Chemosphere ( IF 8.1 ) Pub Date : 2022-02-10 , DOI: 10.1016/j.chemosphere.2022.133907 Zhengnan Tu 1 , Yumeng Qi 1 , Ruijuan Qu 1 , Xiaosheng Tang 2 , Zunyao Wang 1 , Zongli Huo 3
As one of the first batch of persistent organic pollutants (POPs) included in Stockholm Convention, hexachlorobenzene (HCB) has attracted great attention because of its wide occurrence and great environmental risks. Considering the easy adsorption of HCB on solids and the complexity of natural particles, we systematically investigated the photodegradation of HCB on the surface of silica gel (SG) in aqueous solution in this work to reveal its fate in natural waters. Under mercury lamp irradiation, more than 90% of HCB loaded on SG could be removed after 240 min. Moreover, the effects of solution pH and water constituents were examined, and results showed that the presence of NO2−, NO3−, Fe3+ and humic acid (HA) significantly inhibited the reaction due to the scavenging of ROS and/or competitive absorption of light. According to radical quenching experiments and electron paramagnetic resonance (EPR) spectra, hydroxyl radicals and singlet oxygen generated on the surface of SG could participate in the transformation of HCB, but •OH played a dominant role.
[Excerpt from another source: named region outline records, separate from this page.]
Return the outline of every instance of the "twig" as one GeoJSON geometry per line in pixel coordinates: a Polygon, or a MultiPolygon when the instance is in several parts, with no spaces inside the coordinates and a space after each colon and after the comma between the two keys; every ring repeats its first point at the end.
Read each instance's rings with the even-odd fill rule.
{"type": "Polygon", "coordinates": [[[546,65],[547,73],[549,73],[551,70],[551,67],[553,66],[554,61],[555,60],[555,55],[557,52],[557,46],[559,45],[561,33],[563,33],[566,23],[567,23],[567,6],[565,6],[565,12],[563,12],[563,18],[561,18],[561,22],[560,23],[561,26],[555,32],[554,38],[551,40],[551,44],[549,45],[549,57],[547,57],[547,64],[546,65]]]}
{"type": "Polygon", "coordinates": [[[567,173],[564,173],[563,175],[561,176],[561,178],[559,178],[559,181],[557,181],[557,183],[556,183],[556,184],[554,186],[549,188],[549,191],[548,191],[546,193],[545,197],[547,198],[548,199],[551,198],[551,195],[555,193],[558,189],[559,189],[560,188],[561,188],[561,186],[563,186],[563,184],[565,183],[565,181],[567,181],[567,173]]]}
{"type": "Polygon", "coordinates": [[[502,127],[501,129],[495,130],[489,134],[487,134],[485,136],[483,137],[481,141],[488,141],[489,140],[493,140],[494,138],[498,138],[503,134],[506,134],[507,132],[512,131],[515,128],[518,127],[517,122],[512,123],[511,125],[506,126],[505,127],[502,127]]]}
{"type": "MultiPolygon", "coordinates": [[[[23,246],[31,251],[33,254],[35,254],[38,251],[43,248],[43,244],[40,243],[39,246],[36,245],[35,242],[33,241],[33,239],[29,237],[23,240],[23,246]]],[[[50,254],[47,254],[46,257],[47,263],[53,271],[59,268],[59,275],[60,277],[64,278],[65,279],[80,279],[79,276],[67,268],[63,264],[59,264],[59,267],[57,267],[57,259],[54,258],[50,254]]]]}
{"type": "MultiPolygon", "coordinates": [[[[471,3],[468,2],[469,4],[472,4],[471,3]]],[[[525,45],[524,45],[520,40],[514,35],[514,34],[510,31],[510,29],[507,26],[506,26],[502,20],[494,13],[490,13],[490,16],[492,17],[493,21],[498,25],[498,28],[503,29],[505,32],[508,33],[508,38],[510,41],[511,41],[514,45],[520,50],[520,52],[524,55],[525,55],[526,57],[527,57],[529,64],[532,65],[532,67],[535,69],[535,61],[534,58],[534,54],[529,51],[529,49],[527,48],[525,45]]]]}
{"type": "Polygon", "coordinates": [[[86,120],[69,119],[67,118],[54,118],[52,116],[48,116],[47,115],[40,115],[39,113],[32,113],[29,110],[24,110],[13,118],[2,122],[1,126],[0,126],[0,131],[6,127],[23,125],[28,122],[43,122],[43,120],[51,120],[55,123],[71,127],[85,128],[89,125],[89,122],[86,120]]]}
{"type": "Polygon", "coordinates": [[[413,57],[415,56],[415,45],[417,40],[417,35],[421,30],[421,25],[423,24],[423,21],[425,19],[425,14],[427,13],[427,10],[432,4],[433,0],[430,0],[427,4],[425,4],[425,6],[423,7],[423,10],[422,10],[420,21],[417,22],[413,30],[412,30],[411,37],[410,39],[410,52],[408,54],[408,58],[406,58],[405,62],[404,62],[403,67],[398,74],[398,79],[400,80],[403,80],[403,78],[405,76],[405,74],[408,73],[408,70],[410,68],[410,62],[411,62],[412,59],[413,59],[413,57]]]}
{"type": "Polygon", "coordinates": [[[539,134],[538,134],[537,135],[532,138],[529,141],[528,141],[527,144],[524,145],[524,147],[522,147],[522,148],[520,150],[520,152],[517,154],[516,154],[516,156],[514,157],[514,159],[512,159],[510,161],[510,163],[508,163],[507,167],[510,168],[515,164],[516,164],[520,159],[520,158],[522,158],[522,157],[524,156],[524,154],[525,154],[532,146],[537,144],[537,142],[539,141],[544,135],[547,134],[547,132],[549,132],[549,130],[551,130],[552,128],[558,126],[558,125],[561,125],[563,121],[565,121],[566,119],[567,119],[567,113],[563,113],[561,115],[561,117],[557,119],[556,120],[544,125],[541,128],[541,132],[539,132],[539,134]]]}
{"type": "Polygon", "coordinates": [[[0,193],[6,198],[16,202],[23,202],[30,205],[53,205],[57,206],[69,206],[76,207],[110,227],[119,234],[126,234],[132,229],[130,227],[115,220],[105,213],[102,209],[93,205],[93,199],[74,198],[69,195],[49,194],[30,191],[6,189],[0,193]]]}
Based on products identified by high performance liquid chromatography-mass spectrometry (HPLC-MS) and gas chromatography-mass spectrometry (GC-MS), two main pathways were proposed for the removal of HCB, including dechlorination and hydroxylation which represent direct and indirect photodegradation, respectively, and the occurrence of these two reactions was further supported by density functional theory (DFT) calculations. From the quantitative analysis of penta-chlorobenzene, it was estimated that dechlorination and hydroxylation contributed to approximately 44.4% and 55.6% of initial HCB degradation, respectively. Furthermore, toxicity predictions by the ecological structure–activity relationship model (ECOSAR) suggested that the toxicity of HCB was decreased in the photodegradation process. This study would provide important information for understanding the photochemical transformation mechanism of HCB at the solid/water interface.
中文翻译:
六氯苯 (HCB) 在固水系统中的光化学转化:动力学、机理和毒性评价
作为斯德哥尔摩公约首批列入的持久性有机污染物(POPs)之一,六氯苯(HCB)因其发生范围广、环境风险大而备受关注。考虑到六氯苯在固体上的易吸附性和天然颗粒的复杂性,我们系统地研究了六氯苯在水溶液中硅胶(SG)表面的光降解作用,以揭示其在天然水中的去向。在汞灯照射下,负载在 SG 上的 90% 以上的 HCB 可在 240 分钟后被去除。此外,研究了溶液pH值和水成分的影响,结果表明NO 2 -、NO 3 -、Fe 3+的存在由于 ROS 的清除和/或光的竞争性吸收,腐植酸 (HA) 显着抑制了反应。根据自由基猝灭实验和电子顺磁共振(EPR)光谱,SG表面产生的羟基自由基和单线态氧可以参与HCB的转化,但•OH起主要作用。基于高效液相色谱-质谱(HPLC-MS)和气相色谱-质谱(GC-MS)鉴定的产物,提出了去除HCB的两种主要途径,包括代表直接和间接光降解的脱氯和羟基化,分别,这两个反应的发生得到了密度泛函理论(DFT)计算的进一步支持。从五氯苯的定量分析,据估计,脱氯和羟基化分别促成了大约 44.4% 和 55.6% 的初始 HCB 降解。此外,生态构效关系模型(ECOSAR)的毒性预测表明,六氯苯的毒性在光降解过程中有所降低。本研究将为了解六氯苯在固/水界面的光化学转化机理提供重要信息。